Complex Predicates in Persian

Abstract

The correlation between the meaning of verbs and the syntactic structure in which they appear has generated a renewed interest in the interaction between the lexical and syntactic components of the linguistic system. Two main approaches to verb-formation can be distinguished: Lexicalist theories believe in an independent module of word-formation consisting of richly annotated verbal entries; the Predicate-based approaches, on the other hand, argue that verbs are formed in a component that is subject to syntactic principles and believe in a direct relation between syntactic structure and semantic properties. In this talk, I will investigate causative/inchoative alternations and unergative verbs in Persian, and I will argue that a compositional and predicate-based approach to verb-formation can best capture the properties of these complex predicates.
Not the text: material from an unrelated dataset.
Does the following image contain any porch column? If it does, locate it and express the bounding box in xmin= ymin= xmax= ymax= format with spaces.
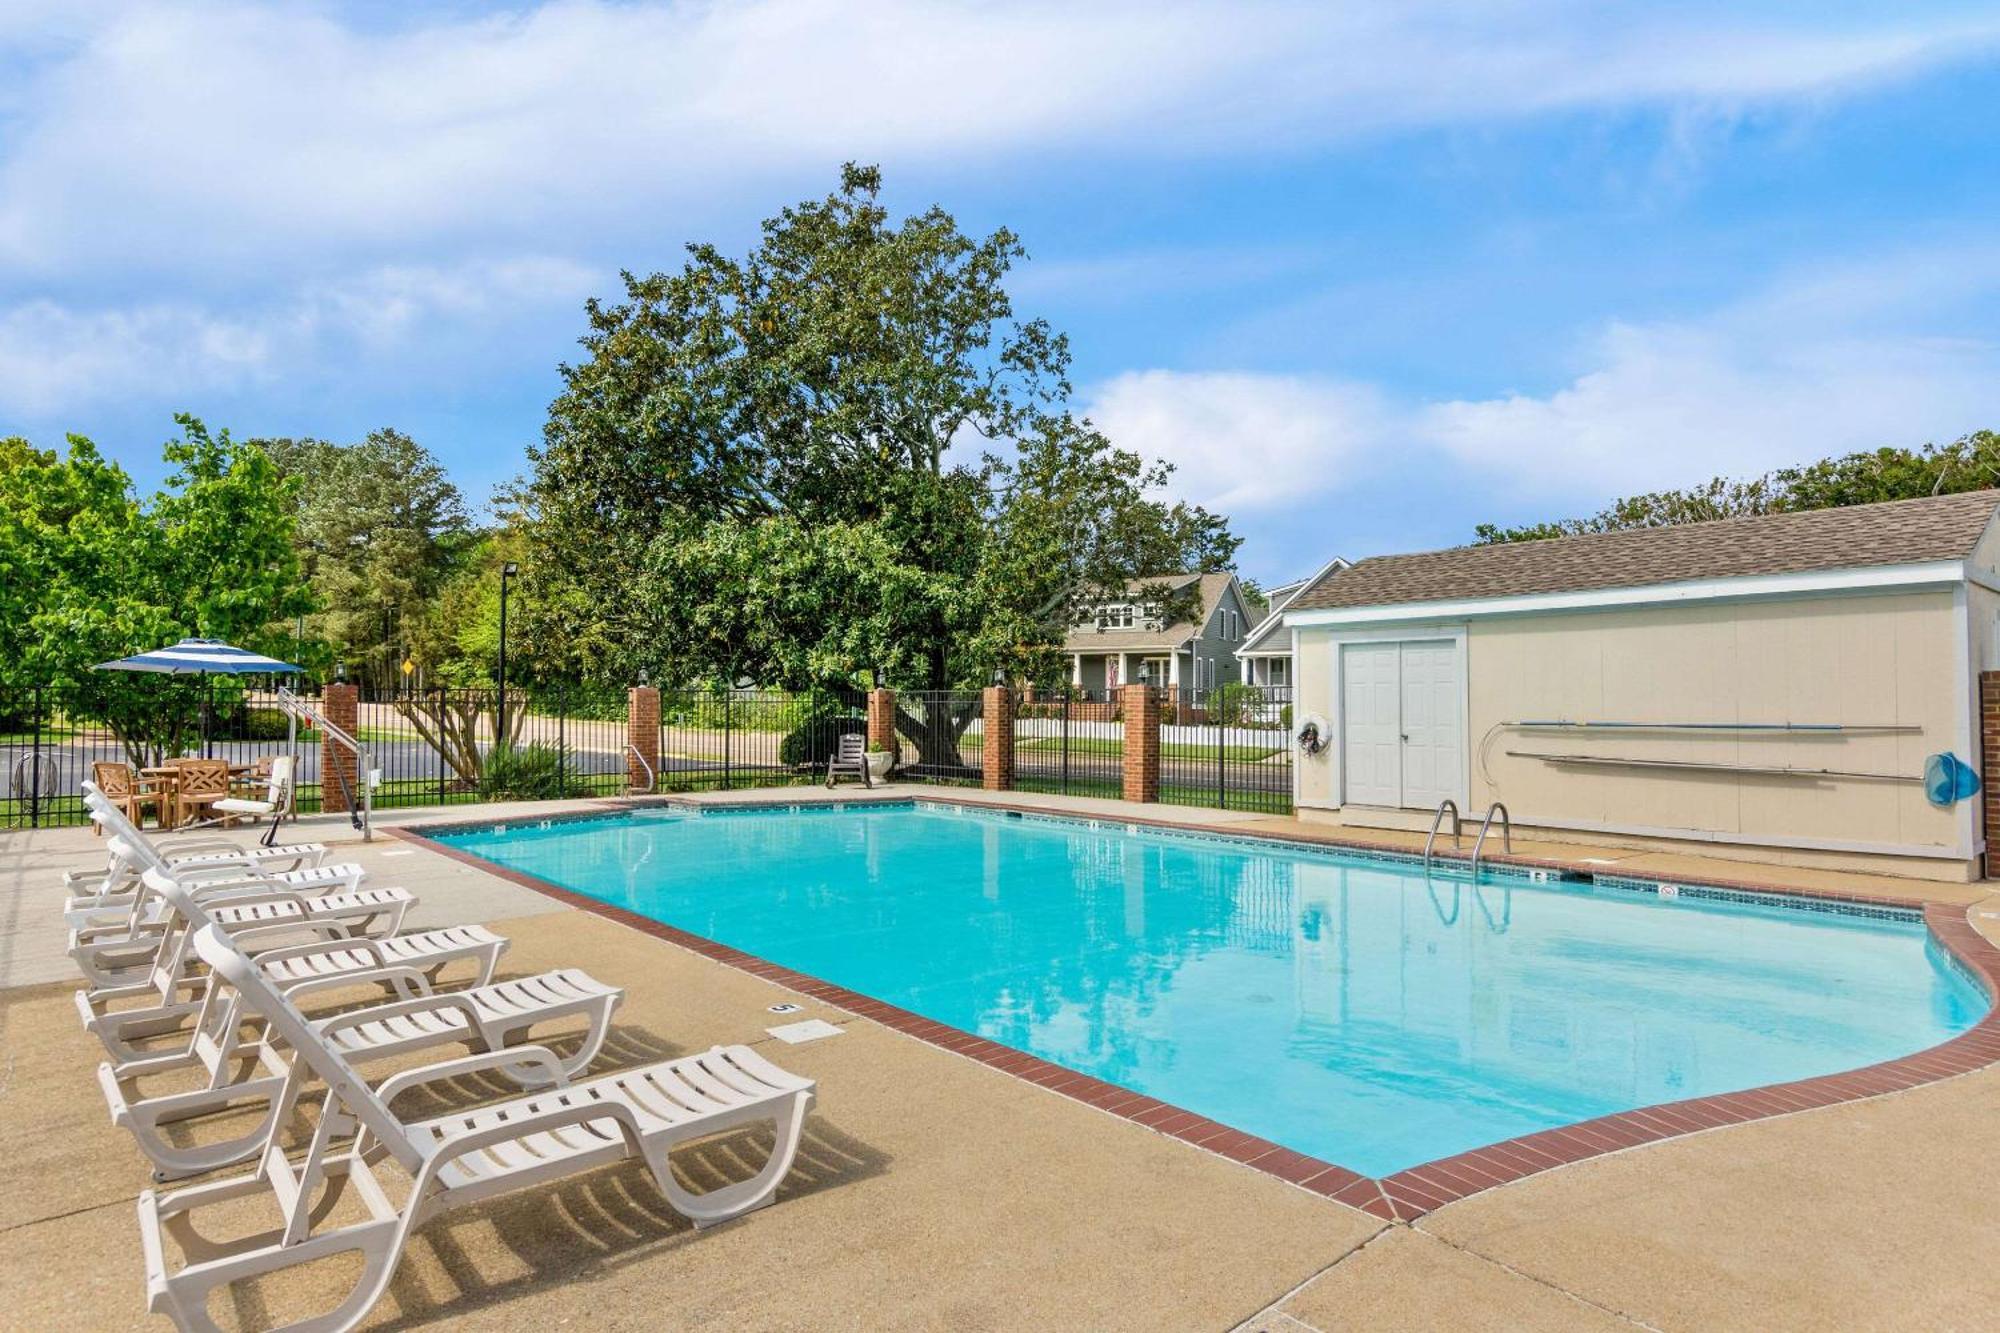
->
xmin=1071 ymin=654 xmax=1082 ymax=687
xmin=1119 ymin=651 xmax=1132 ymax=689
xmin=1168 ymin=652 xmax=1181 ymax=688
A study of the syntactic and semantic properties of a number of light verb constructions in Persian helps isolate the individual contributions of the preverbal element and the light verb. I will show that, as previously discussed in the literature, the substantive aspects of the complex predicate are contributed by the preverbal element while the event information is carried by the light verb part. I argue, however, that the preverbal and verbal elements can further be decomposed into lexical and functional parts, with the latter projecting all arguments of the verbal construction. In particular, I will propose an analysis based on a syntactic decomposition of verbal predicates following ideas developed in Distributed Morphology (Halle and Marantz 1993), the Minimalist Program (Chomsky 1995) and the approaches in Vergnaud (2000) and Hale and Keyser (1993), whereby the event structure is formed by the combination of the root (represented by the preverbal element) and functional components (instantiated as light verbs). In this analysis, the argument structure is not projected from the lexicon but is formed compositionally by the conjunction of the components of the complex predicate in syntax. The dual behavior of Persian complex predicates as lexical and syntactic elements, which has been attested in Persian literature on light verb constructions, follows naturally from the analysis proposed since there is no strict division between the level of word-formation and the component manipulating phrasal constructs (Marantz 1997).

The syntactic decomposition approach to verb-formation captures the compositionality of the verbal constructions and does not give rise to a proliferation of lexical entries. Furthermore, it allows us to derive the various properties of complex predicates in Persian using already existing syntactic principles.

References:

Chomsky, Noam. 1995.
The Minimalist Program. Cambridge, Mass: MIT Press.
Hale, Kenneth and Samuel Jay Keyser. 1993.
"On Argument Structure and the Lexical Expression of Syntactic Relations". In The View from Building 20. Cambridge, Mass: MIT Press.
Halle, Morris and Alec Marantz (1993).
"Distributed Morphology and the Pieces of Inflections". In The View from Building 20. Cambridge, Mass: MIT Press.
Marantz, Alec (1997).
"No Escape from Syntax: Don't Try Morphological Analysis in the Privacy of Your Own Lexicon". In Proceedings of the 27th Annual Penn Linguistics Colloquium. Philadelphia, Pennsylvania, Working Papers in Linguistics 4.
Vergnaud, Jean-Roger (2000).
"Primitive Aspects of the Syntactic Code". Talk Presented in Paris, 6 October.